Nicholas Blomley, FRSC (BSc Bristol 1983, PhD Bristol 1986) is Professor of Geography at Simon Fraser University, Canada. He is a leading scholar in the interdisciplinary field of critical legal geography, with particular insights into the relationship between space, property and power. His central argument is that law and space are inextricably linked and deeply social and political in both their effect and constitution. In particular, he has focused on the critical geographic analysis of property, developing three main themes: the pluralism of property practices and beliefs, including the significance and prevalence of common property; property as a field of power, such as colonialism; and the performativity of property. From analyzing the use of hedges in 16th century rural England to exclude commoners, to modern day expectations of propriety facing urban homeowners, he promotes a fluid, entangled, and highly political analysis of property.
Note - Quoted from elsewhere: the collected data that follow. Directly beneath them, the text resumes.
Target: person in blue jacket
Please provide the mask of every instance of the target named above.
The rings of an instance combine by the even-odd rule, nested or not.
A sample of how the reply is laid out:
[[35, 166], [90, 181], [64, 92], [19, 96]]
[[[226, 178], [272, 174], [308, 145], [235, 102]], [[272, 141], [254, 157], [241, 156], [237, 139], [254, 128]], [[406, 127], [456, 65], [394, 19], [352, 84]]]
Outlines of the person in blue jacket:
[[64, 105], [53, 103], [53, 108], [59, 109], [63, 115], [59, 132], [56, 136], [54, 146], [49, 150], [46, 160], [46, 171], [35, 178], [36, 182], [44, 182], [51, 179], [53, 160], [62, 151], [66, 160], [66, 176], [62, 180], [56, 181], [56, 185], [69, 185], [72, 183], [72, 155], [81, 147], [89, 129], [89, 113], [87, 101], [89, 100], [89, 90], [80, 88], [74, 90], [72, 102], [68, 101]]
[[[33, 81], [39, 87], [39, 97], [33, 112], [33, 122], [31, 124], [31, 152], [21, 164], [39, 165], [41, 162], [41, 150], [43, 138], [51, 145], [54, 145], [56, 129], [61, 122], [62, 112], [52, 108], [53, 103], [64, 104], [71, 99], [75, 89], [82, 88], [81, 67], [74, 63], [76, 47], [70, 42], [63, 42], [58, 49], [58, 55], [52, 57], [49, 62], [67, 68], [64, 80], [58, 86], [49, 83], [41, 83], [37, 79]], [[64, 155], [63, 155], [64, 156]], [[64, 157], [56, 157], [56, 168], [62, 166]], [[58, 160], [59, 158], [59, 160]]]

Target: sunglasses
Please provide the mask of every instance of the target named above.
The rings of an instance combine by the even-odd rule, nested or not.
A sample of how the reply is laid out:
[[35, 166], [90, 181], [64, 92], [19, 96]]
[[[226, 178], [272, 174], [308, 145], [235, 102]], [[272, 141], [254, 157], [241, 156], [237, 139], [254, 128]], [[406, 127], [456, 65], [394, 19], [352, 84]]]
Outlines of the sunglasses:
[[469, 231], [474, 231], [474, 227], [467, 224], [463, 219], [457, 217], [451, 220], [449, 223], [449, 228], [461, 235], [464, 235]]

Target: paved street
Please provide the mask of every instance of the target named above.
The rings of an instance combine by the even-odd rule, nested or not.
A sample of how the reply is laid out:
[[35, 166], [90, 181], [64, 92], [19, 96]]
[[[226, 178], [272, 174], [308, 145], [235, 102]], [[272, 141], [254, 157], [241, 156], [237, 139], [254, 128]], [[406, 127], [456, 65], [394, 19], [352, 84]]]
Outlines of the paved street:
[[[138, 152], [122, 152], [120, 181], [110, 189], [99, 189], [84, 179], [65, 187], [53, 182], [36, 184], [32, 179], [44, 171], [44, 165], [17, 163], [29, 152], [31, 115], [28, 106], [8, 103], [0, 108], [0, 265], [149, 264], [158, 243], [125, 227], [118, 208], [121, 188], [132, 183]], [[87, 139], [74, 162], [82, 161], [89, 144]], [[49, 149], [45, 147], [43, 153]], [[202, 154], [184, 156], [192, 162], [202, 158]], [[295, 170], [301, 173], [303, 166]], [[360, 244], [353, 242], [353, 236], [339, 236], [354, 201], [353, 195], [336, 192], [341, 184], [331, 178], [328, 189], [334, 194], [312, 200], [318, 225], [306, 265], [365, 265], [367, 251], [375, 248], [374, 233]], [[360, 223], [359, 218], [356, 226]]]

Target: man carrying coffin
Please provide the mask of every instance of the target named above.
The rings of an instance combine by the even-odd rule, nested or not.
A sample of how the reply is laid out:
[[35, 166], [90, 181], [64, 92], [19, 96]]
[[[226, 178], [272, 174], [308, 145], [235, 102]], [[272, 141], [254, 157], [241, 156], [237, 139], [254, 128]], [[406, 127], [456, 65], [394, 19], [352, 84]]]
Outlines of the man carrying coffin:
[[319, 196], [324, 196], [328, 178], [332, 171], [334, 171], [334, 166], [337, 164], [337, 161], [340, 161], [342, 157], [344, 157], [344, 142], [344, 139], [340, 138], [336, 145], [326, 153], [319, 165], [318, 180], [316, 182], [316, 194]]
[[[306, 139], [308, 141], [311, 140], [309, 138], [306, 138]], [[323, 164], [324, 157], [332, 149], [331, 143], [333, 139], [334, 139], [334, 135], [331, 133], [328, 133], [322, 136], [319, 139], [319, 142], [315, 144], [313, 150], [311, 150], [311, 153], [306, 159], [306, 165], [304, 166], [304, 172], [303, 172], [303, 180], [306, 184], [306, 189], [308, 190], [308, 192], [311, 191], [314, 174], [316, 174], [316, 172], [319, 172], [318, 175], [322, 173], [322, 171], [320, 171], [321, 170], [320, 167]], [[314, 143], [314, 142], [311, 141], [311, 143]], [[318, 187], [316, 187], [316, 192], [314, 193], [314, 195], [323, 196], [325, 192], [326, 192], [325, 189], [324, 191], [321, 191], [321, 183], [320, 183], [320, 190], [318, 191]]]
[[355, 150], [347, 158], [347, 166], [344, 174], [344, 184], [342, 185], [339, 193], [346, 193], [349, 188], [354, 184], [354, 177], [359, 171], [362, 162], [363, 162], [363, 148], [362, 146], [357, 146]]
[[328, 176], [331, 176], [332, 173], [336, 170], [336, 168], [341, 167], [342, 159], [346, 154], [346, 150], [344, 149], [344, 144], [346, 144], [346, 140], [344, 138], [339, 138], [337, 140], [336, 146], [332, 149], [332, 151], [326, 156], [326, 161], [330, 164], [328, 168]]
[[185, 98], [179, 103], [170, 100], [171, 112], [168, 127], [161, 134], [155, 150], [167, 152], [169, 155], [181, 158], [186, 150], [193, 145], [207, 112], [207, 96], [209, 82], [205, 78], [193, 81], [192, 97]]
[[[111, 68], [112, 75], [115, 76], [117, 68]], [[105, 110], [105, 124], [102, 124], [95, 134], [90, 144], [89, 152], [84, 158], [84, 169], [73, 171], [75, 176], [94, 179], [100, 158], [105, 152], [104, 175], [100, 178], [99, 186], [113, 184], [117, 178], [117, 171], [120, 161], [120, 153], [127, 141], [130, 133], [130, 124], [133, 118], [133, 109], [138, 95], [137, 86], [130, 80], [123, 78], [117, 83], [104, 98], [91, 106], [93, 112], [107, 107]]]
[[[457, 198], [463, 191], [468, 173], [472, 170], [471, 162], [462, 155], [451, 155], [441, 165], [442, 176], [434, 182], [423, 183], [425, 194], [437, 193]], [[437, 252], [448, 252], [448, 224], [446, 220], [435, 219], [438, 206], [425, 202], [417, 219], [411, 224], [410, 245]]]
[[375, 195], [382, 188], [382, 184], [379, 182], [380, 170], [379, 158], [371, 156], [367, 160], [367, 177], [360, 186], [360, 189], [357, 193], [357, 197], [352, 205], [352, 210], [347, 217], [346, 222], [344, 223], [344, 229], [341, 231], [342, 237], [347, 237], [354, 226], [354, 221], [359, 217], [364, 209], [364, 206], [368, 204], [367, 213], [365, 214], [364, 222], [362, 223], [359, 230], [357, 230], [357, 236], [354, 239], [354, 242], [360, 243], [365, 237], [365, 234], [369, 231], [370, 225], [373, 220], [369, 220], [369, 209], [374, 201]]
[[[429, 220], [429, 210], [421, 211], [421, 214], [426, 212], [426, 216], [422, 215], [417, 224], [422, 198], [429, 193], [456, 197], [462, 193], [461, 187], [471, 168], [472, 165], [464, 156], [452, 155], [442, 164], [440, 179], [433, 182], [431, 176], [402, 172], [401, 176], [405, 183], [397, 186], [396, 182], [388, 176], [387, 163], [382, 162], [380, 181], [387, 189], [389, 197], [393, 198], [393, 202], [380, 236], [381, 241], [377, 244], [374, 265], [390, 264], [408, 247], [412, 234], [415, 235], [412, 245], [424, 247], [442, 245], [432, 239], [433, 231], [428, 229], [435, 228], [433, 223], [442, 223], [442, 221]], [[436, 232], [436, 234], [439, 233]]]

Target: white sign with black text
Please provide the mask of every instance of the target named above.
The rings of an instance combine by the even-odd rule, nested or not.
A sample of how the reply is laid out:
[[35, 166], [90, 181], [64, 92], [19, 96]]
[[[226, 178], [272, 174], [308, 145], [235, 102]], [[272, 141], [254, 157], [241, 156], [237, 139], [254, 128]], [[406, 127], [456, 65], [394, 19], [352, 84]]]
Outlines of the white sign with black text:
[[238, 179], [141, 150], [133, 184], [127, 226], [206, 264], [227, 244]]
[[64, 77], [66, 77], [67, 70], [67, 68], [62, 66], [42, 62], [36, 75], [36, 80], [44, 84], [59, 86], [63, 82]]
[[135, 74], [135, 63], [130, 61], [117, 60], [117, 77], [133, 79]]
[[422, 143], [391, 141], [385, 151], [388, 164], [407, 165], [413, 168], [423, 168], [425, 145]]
He is the author of several books and edited collections including Law, space, and the geographies of power (Guilford 1994); Unsettling the city: urban land and the politics of property (Routledge 2004); Rights of passage: sidewalks and the regulation of public flow (Routledge 2011); and Red Zones – The use of bail and sentencing conditions in the management of marginalized populations (Cambridge 2019, with Marie-Eve Sylvestre and Celine Bellot).
He has received a number of awards and Fellowships. In 2017 he was elected a Fellow of the Royal Society of Canada. In 2019, he received the Award of Excellence from the Association of Law, Property and Society. He was a Distinguished Visiting Fellow at the University of Cambridge in 2014, and a Visiting Fellow at the University of Kent Law School in 2019. In 2012, his book Rights of Passage received the Hart/Socio Legal Studies Association Book Award. He has an H-index of 42, and an i-10 index of 79 (Google Scholar).
He has a strong community engagement focus in his work. Much of his work is collaborative in nature (for example, he is currently engaged in community based research with a group of houseless people as part of a new 4 year funded project on the governance of precariously housed people’s possessions). He is currently Co-Investigator in a participatory action research project involving low-income hotel residents in Vancouver’s Downtown Eastside. He has also mobilized his research in judicial cases (e.g. as expert witness in a British Columbia Supreme Court case relating to the regulation of homeless people; and legal advocacy relating to Canadian bail and probation law).
While at Durham, he will contribute to Professor Chris Gerrard’s and Dr Henry Jones’ major IAS research project entitled ‘Negotiating Landscapes of Rights’, with a particular focus on the geographic dimensions of commoning. He also plans to engage with scholars interested in the geographies of law, and also aims to work on a book manuscript on the critical geographies of property.